1. The problem statement, all variables and given/known data
Evaluate the scalar field $f(r, \theta, \phi)= \mid 2\hat{r}+3\hat{\phi} \mid$ in spherical coords.

2. Relevant equations
Law of Cosines?

$\mid \vec{A} + \vec{B} \mid = \sqrt{A^2+B^2+2ABCos(\theta)}$

3. The attempt at a solution

I'm not sure the law of cosines is exactly what I'm suppose to use but so far it is the only thing that I've found that seems to fit the way the problem is presented.

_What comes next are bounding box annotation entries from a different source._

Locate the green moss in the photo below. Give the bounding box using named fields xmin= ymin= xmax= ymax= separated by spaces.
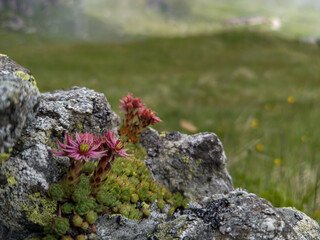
xmin=22 ymin=193 xmax=57 ymax=226
xmin=13 ymin=71 xmax=39 ymax=92
xmin=0 ymin=148 xmax=12 ymax=164
xmin=53 ymin=218 xmax=70 ymax=236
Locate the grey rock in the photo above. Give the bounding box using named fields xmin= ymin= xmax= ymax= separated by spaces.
xmin=0 ymin=54 xmax=40 ymax=153
xmin=140 ymin=129 xmax=233 ymax=201
xmin=150 ymin=189 xmax=320 ymax=240
xmin=96 ymin=189 xmax=320 ymax=240
xmin=0 ymin=87 xmax=119 ymax=240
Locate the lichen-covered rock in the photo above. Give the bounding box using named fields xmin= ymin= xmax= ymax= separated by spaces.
xmin=140 ymin=129 xmax=233 ymax=200
xmin=0 ymin=87 xmax=119 ymax=240
xmin=95 ymin=202 xmax=169 ymax=240
xmin=151 ymin=190 xmax=320 ymax=240
xmin=0 ymin=54 xmax=40 ymax=154
xmin=278 ymin=207 xmax=320 ymax=240
xmin=96 ymin=189 xmax=320 ymax=240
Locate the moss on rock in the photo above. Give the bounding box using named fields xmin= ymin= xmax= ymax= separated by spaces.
xmin=22 ymin=193 xmax=57 ymax=226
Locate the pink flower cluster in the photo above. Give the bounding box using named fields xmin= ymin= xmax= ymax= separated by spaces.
xmin=50 ymin=130 xmax=130 ymax=162
xmin=119 ymin=93 xmax=161 ymax=143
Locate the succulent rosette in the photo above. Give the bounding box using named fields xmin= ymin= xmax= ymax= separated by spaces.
xmin=50 ymin=133 xmax=106 ymax=162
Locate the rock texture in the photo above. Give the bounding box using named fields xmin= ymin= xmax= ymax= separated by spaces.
xmin=0 ymin=54 xmax=40 ymax=153
xmin=97 ymin=189 xmax=320 ymax=240
xmin=141 ymin=129 xmax=233 ymax=201
xmin=0 ymin=87 xmax=119 ymax=240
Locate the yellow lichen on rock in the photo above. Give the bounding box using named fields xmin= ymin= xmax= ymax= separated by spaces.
xmin=6 ymin=173 xmax=18 ymax=186
xmin=22 ymin=193 xmax=57 ymax=226
xmin=13 ymin=71 xmax=39 ymax=92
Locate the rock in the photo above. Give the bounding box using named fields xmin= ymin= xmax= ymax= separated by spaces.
xmin=0 ymin=86 xmax=119 ymax=240
xmin=140 ymin=129 xmax=233 ymax=201
xmin=95 ymin=202 xmax=169 ymax=240
xmin=0 ymin=54 xmax=40 ymax=153
xmin=96 ymin=189 xmax=320 ymax=240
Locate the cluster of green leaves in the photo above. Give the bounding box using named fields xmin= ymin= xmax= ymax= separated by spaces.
xmin=97 ymin=144 xmax=188 ymax=219
xmin=43 ymin=143 xmax=188 ymax=240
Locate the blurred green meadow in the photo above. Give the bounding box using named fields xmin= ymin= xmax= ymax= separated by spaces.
xmin=0 ymin=30 xmax=320 ymax=221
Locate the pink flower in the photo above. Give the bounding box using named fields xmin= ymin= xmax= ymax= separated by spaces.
xmin=50 ymin=133 xmax=106 ymax=162
xmin=119 ymin=93 xmax=144 ymax=112
xmin=104 ymin=130 xmax=131 ymax=158
xmin=138 ymin=108 xmax=162 ymax=126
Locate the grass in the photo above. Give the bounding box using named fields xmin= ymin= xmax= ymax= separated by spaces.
xmin=0 ymin=31 xmax=320 ymax=221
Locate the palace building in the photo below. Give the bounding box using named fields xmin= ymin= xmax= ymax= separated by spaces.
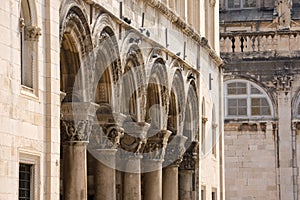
xmin=0 ymin=0 xmax=224 ymax=200
xmin=220 ymin=0 xmax=300 ymax=200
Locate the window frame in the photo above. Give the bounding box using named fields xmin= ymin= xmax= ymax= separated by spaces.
xmin=224 ymin=79 xmax=274 ymax=119
xmin=225 ymin=0 xmax=259 ymax=10
xmin=17 ymin=149 xmax=41 ymax=200
xmin=19 ymin=0 xmax=41 ymax=97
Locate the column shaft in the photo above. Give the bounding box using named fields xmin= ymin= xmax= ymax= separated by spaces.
xmin=95 ymin=149 xmax=116 ymax=200
xmin=162 ymin=166 xmax=178 ymax=200
xmin=144 ymin=160 xmax=162 ymax=200
xmin=179 ymin=170 xmax=195 ymax=200
xmin=123 ymin=158 xmax=142 ymax=200
xmin=63 ymin=142 xmax=87 ymax=200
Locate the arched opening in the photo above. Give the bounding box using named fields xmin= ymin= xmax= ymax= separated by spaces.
xmin=145 ymin=60 xmax=169 ymax=130
xmin=19 ymin=0 xmax=41 ymax=90
xmin=167 ymin=70 xmax=185 ymax=135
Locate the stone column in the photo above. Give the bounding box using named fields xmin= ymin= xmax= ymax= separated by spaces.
xmin=179 ymin=141 xmax=199 ymax=200
xmin=179 ymin=170 xmax=195 ymax=200
xmin=143 ymin=130 xmax=171 ymax=200
xmin=121 ymin=122 xmax=150 ymax=200
xmin=89 ymin=111 xmax=125 ymax=200
xmin=63 ymin=142 xmax=87 ymax=200
xmin=162 ymin=136 xmax=187 ymax=200
xmin=60 ymin=102 xmax=97 ymax=200
xmin=162 ymin=165 xmax=179 ymax=200
xmin=123 ymin=156 xmax=142 ymax=200
xmin=94 ymin=149 xmax=117 ymax=200
xmin=273 ymin=74 xmax=294 ymax=199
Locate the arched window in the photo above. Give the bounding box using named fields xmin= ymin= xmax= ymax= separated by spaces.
xmin=19 ymin=0 xmax=41 ymax=92
xmin=201 ymin=97 xmax=208 ymax=155
xmin=224 ymin=80 xmax=273 ymax=118
xmin=227 ymin=0 xmax=257 ymax=9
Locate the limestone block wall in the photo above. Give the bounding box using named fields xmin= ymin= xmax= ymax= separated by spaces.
xmin=0 ymin=0 xmax=60 ymax=199
xmin=224 ymin=122 xmax=277 ymax=200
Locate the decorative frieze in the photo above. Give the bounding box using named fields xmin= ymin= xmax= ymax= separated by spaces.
xmin=180 ymin=141 xmax=199 ymax=170
xmin=164 ymin=135 xmax=187 ymax=167
xmin=60 ymin=120 xmax=92 ymax=142
xmin=272 ymin=70 xmax=293 ymax=93
xmin=143 ymin=130 xmax=172 ymax=160
xmin=60 ymin=102 xmax=98 ymax=142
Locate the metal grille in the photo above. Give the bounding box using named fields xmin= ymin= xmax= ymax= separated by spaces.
xmin=19 ymin=163 xmax=32 ymax=200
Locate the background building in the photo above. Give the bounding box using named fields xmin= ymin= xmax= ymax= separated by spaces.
xmin=220 ymin=0 xmax=300 ymax=200
xmin=0 ymin=0 xmax=224 ymax=200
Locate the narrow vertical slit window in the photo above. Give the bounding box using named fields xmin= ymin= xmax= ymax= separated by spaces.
xmin=19 ymin=163 xmax=33 ymax=200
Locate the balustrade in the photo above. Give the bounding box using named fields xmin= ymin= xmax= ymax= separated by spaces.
xmin=220 ymin=31 xmax=300 ymax=53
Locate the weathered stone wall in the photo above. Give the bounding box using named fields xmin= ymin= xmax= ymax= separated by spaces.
xmin=224 ymin=122 xmax=277 ymax=200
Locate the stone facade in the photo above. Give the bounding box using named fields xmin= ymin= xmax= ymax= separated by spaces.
xmin=0 ymin=0 xmax=225 ymax=200
xmin=220 ymin=0 xmax=300 ymax=200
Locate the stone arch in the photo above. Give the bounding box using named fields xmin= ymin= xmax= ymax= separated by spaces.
xmin=224 ymin=78 xmax=275 ymax=119
xmin=60 ymin=6 xmax=94 ymax=101
xmin=292 ymin=87 xmax=300 ymax=119
xmin=145 ymin=58 xmax=169 ymax=129
xmin=183 ymin=81 xmax=199 ymax=142
xmin=93 ymin=23 xmax=121 ymax=112
xmin=120 ymin=44 xmax=146 ymax=121
xmin=167 ymin=69 xmax=185 ymax=135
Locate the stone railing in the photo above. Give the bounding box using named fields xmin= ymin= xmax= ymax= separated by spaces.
xmin=220 ymin=31 xmax=300 ymax=54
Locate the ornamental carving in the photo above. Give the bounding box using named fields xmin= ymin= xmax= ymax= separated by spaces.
xmin=180 ymin=142 xmax=199 ymax=170
xmin=272 ymin=69 xmax=293 ymax=94
xmin=105 ymin=126 xmax=124 ymax=148
xmin=143 ymin=130 xmax=171 ymax=160
xmin=25 ymin=26 xmax=42 ymax=41
xmin=60 ymin=120 xmax=92 ymax=142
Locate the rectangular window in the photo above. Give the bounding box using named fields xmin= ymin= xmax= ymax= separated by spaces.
xmin=201 ymin=186 xmax=206 ymax=200
xmin=228 ymin=0 xmax=241 ymax=8
xmin=227 ymin=98 xmax=247 ymax=116
xmin=211 ymin=192 xmax=217 ymax=200
xmin=251 ymin=98 xmax=271 ymax=116
xmin=227 ymin=82 xmax=247 ymax=95
xmin=227 ymin=0 xmax=257 ymax=9
xmin=19 ymin=163 xmax=32 ymax=200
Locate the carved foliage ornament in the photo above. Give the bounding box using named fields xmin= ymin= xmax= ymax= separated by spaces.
xmin=25 ymin=26 xmax=42 ymax=41
xmin=60 ymin=120 xmax=92 ymax=142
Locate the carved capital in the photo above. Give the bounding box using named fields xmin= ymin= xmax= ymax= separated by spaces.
xmin=60 ymin=102 xmax=98 ymax=142
xmin=105 ymin=126 xmax=124 ymax=148
xmin=143 ymin=130 xmax=172 ymax=160
xmin=180 ymin=142 xmax=199 ymax=170
xmin=272 ymin=71 xmax=293 ymax=93
xmin=164 ymin=135 xmax=187 ymax=167
xmin=120 ymin=122 xmax=150 ymax=154
xmin=25 ymin=26 xmax=42 ymax=41
xmin=60 ymin=120 xmax=92 ymax=142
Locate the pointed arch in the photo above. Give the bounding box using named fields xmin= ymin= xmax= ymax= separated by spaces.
xmin=167 ymin=70 xmax=185 ymax=135
xmin=145 ymin=58 xmax=169 ymax=129
xmin=60 ymin=6 xmax=94 ymax=102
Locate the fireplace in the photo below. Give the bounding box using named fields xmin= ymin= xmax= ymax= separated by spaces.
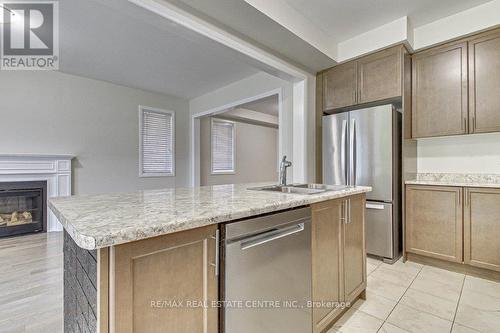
xmin=0 ymin=181 xmax=47 ymax=237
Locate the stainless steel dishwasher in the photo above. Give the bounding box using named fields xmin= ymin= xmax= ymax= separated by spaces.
xmin=224 ymin=208 xmax=312 ymax=333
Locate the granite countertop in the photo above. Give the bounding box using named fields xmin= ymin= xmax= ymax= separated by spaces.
xmin=405 ymin=173 xmax=500 ymax=188
xmin=49 ymin=183 xmax=371 ymax=250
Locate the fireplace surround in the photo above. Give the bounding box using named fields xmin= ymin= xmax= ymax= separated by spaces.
xmin=0 ymin=154 xmax=74 ymax=232
xmin=0 ymin=181 xmax=47 ymax=237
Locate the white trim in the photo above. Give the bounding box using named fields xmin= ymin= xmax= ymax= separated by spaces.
xmin=191 ymin=88 xmax=284 ymax=186
xmin=0 ymin=154 xmax=73 ymax=232
xmin=210 ymin=118 xmax=236 ymax=176
xmin=138 ymin=105 xmax=176 ymax=178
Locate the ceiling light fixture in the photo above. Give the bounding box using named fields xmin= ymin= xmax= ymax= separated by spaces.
xmin=0 ymin=5 xmax=16 ymax=24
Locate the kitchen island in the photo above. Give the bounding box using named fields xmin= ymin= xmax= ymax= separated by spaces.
xmin=49 ymin=184 xmax=371 ymax=333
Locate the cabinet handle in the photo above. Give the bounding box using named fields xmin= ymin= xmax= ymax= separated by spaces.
xmin=210 ymin=229 xmax=220 ymax=277
xmin=344 ymin=199 xmax=351 ymax=224
xmin=340 ymin=200 xmax=347 ymax=224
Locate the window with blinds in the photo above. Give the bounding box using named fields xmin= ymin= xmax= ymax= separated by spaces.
xmin=139 ymin=107 xmax=175 ymax=177
xmin=211 ymin=119 xmax=235 ymax=173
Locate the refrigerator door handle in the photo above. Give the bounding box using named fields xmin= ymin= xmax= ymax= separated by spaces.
xmin=341 ymin=120 xmax=349 ymax=185
xmin=350 ymin=119 xmax=357 ymax=186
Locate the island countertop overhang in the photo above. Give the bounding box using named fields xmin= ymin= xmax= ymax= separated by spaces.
xmin=48 ymin=184 xmax=371 ymax=250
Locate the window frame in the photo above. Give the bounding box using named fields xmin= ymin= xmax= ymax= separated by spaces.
xmin=139 ymin=105 xmax=176 ymax=178
xmin=210 ymin=118 xmax=236 ymax=176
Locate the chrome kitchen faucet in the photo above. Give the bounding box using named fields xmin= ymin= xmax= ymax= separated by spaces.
xmin=279 ymin=155 xmax=292 ymax=186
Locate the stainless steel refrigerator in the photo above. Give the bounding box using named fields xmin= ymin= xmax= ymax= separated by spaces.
xmin=323 ymin=104 xmax=401 ymax=262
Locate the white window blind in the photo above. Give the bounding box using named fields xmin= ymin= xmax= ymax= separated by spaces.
xmin=140 ymin=107 xmax=175 ymax=176
xmin=211 ymin=119 xmax=235 ymax=173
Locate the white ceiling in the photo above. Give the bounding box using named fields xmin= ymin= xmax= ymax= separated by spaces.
xmin=167 ymin=0 xmax=335 ymax=73
xmin=237 ymin=95 xmax=279 ymax=117
xmin=285 ymin=0 xmax=491 ymax=42
xmin=59 ymin=0 xmax=259 ymax=99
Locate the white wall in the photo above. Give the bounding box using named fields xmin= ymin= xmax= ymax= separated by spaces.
xmin=189 ymin=72 xmax=294 ymax=179
xmin=417 ymin=133 xmax=500 ymax=173
xmin=0 ymin=71 xmax=189 ymax=194
xmin=200 ymin=117 xmax=278 ymax=185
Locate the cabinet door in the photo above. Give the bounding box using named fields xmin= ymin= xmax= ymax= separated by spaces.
xmin=342 ymin=194 xmax=366 ymax=302
xmin=406 ymin=186 xmax=463 ymax=262
xmin=412 ymin=42 xmax=468 ymax=138
xmin=311 ymin=200 xmax=343 ymax=333
xmin=464 ymin=188 xmax=500 ymax=271
xmin=469 ymin=31 xmax=500 ymax=133
xmin=110 ymin=226 xmax=218 ymax=333
xmin=323 ymin=61 xmax=356 ymax=110
xmin=358 ymin=46 xmax=403 ymax=103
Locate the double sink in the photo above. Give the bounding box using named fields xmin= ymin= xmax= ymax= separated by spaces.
xmin=249 ymin=184 xmax=349 ymax=194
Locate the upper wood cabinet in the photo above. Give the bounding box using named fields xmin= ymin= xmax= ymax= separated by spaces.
xmin=110 ymin=225 xmax=218 ymax=333
xmin=357 ymin=47 xmax=403 ymax=103
xmin=412 ymin=42 xmax=468 ymax=138
xmin=406 ymin=185 xmax=462 ymax=262
xmin=469 ymin=30 xmax=500 ymax=133
xmin=322 ymin=45 xmax=406 ymax=111
xmin=311 ymin=194 xmax=366 ymax=333
xmin=323 ymin=62 xmax=357 ymax=110
xmin=464 ymin=188 xmax=500 ymax=272
xmin=412 ymin=29 xmax=500 ymax=138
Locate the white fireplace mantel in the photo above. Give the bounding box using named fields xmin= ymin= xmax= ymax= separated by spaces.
xmin=0 ymin=154 xmax=75 ymax=231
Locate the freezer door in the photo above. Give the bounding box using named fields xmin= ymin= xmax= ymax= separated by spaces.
xmin=323 ymin=113 xmax=348 ymax=185
xmin=349 ymin=105 xmax=396 ymax=202
xmin=366 ymin=201 xmax=394 ymax=259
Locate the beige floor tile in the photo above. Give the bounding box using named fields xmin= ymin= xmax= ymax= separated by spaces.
xmin=455 ymin=302 xmax=500 ymax=333
xmin=451 ymin=323 xmax=479 ymax=333
xmin=366 ymin=262 xmax=378 ymax=275
xmin=410 ymin=274 xmax=462 ymax=302
xmin=419 ymin=266 xmax=465 ymax=286
xmin=460 ymin=289 xmax=500 ymax=312
xmin=367 ymin=273 xmax=407 ymax=301
xmin=353 ymin=291 xmax=397 ymax=320
xmin=382 ymin=260 xmax=423 ymax=276
xmin=387 ymin=304 xmax=452 ymax=333
xmin=333 ymin=308 xmax=384 ymax=333
xmin=378 ymin=322 xmax=409 ymax=333
xmin=366 ymin=257 xmax=382 ymax=267
xmin=400 ymin=289 xmax=457 ymax=321
xmin=370 ymin=265 xmax=417 ymax=288
xmin=464 ymin=276 xmax=500 ymax=298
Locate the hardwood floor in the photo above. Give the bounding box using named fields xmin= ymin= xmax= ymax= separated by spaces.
xmin=0 ymin=232 xmax=63 ymax=333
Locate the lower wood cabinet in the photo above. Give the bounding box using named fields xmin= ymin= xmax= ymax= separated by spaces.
xmin=311 ymin=200 xmax=345 ymax=333
xmin=342 ymin=195 xmax=366 ymax=302
xmin=406 ymin=185 xmax=500 ymax=272
xmin=311 ymin=195 xmax=366 ymax=333
xmin=406 ymin=186 xmax=463 ymax=262
xmin=464 ymin=188 xmax=500 ymax=272
xmin=109 ymin=225 xmax=218 ymax=333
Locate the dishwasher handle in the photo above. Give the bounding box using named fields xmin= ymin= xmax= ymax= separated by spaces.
xmin=241 ymin=223 xmax=304 ymax=250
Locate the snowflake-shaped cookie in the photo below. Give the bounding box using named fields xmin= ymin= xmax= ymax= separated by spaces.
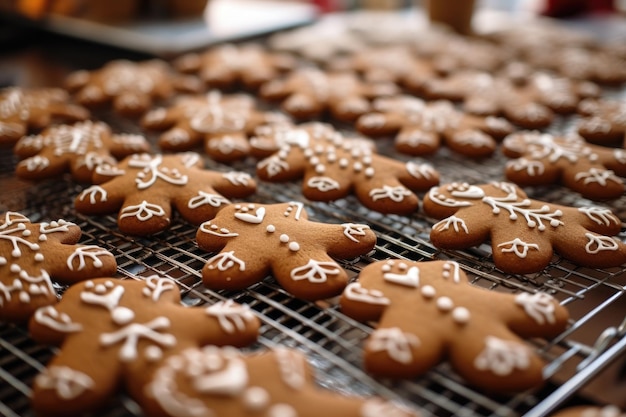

If this is the correct way then:
$\mid 2\hat{r}+3\hat{\phi} \mid=\sqrt{2^2+3^2+12cos(\theta)}$

Am I doing this correctly?

2. Oct 29, 2013

### pasmith

The $\theta$ which occurs in this expression is not the spherical coordinate $\theta$. This is obviously going to be a source of confusion, so you need to find a different letter for the angle between $\vec A$ and $\vec B$, such as $\alpha$:
$$\|\vec{A} + \vec{B}\| = \sqrt{A^2 + B^2 + 2AB\cos \alpha}$$

However I think the intended method is to start from
$$\|2 \hat r + 3 \hat \phi\|^2 = (2 \hat r + 3 \hat \phi) \cdot (2 \hat r + 3 \hat \phi)$$

Now all you need is the angle $\alpha$ between $\hat r$ and $\hat \phi$.

3. Oct 29, 2013

### bowlbase

I made a mistake. The question should be: $\mid 2\hat{r} +3\hat{\theta} \mid$

4. Oct 29, 2013

### bowlbase

I'm not sure how I would go about finding the angle between the two vectors in spherical. I could probably switch them to Cartesian but is there a simpler way via spherical?

5. Oct 29, 2013

### vanhees71

Spherical coordinates are orthogonal coordinates! Thus $\hat{r}$ and $\hat{\phi}$ are orthogonal with unit norm...

6. Oct 29, 2013

### bowlbase

So just 90° then?